Here are some examples of the rate changes, to give you an idea of their scale and scope across key CPT codes that are the "bread and butter" of pathology: |
See below for a message from the President of CSP.
February 20, 2020
Dear Colleague,
A few weeks ago, I wrote to you about dramatic cuts in reimbursement to pathologists recently imposed by Anthem-Blue Cross. A copy of that letter is
available here. I promised to follow-up with more information about the cuts, and what they may mean to you, as well as what the CSP plans to do to fight this threat to your future income and independence as a pathologist.

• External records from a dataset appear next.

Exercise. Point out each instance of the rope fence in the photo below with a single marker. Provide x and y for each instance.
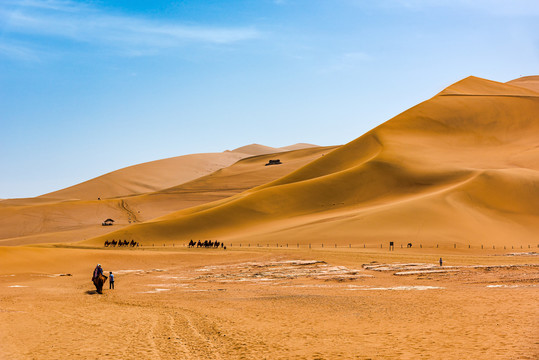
(389, 246)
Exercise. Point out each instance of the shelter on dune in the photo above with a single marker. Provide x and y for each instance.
(274, 162)
(108, 222)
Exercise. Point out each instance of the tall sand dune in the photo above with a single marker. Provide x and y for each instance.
(46, 220)
(460, 168)
(148, 177)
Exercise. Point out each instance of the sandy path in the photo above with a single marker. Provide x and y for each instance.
(268, 304)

To summarize the nature of the threat we are facing, consider the following:
- The reductions in payment for many common anatomic pathology procedures, like CPT codes 88305, 88307, 88341, 88342, and 87480, are to levels substantially below the Medicare fee schedule and in many cases, less even than Medi-Cal.

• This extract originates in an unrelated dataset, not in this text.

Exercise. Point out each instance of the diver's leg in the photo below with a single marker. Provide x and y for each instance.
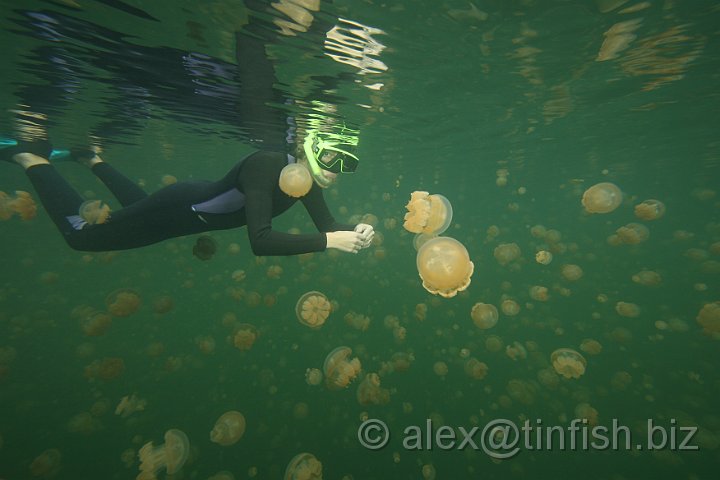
(125, 190)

- These cuts were imposed unilaterally, without negotiation, or even, in some cases, notification.
- The greatest impact now is on independent pathology groups operating their own anatomic pathology labs, who have no protection if they are out of network. Thanks to California state law AB72 (which the CSP helped pass), a hospital-based group that is out of network with Anthem or any other plan, would be protected and paid at the greater of: plan average contracted rate or; 125% of Medicare.
- These new Anthem rates are in many cases below cost, and will make many independent pathology practices unsustainable.
- Right now, the damage is limited to those independent pathology practices that have a substantial book of business through Anthem.
- If this does not apply to you, you should still be worried – here is why:
- If these Anthem rates are allowed to stand, it is likely other insurers will notice, and it could trigger a “race to the bottom” in payment for pathology professional services.
- Accepting rates below Medi-Cal exposes pathologists to the “most favored nations” clause in state law that entitles Medi-Cal to the lowest rate a provider accepts, resulting in a drop in Medi-Cal payments too – a double hit!
- If you are a salaried physician at an academic center, large medical group, public hospital or in another setting, you are also at risk, because your compensation is ultimately also tied to that of community pathologists – to paraphrase, a “dropping tide lowers all boats.”
What can the CSP do on your behalf?
Our goal is to fix AB 72, the California Out of Network billing statute, so the law also establishes a floor in reimbursement for out of network independent labs, similar to the protections provided in AB 72 for hospital-based pathology groups. An effort like this requires resources to:
- Secure a legal analysis of options available to challenge the magnitude of the cuts implemented;
- Mount an advocacy effort to sponsor a bill to expand the protections of AB 72 to out of network pathology labs;
- Work with other medical specialties, the CA Medical Assoc. and CA Hospital Association to gain support for the needed changes;
- Retain a Public Relations firm to hone our message and arguments, outreach to publications to highlight the impact of payer actions like this, and how fixing AB72 can help;
- Conduct a grassroots campaign to coordinate outreach in writing and in person with members of key Legislative Committees.
The CSP Board has created a Pathology Defense Fund to provide the resources needed for this effort - this is an extraordinary threat, which cannot be addressed through your Society’s normal operating budget.
What can you do?
We are asking each pathologist (or their group) to contribute $1,000 per pathologist to the Pathology Defense Fund. This represents a significant commitment, but if you consider the potential impact of these new rates on your practice, we think you will agree that the time to act is now.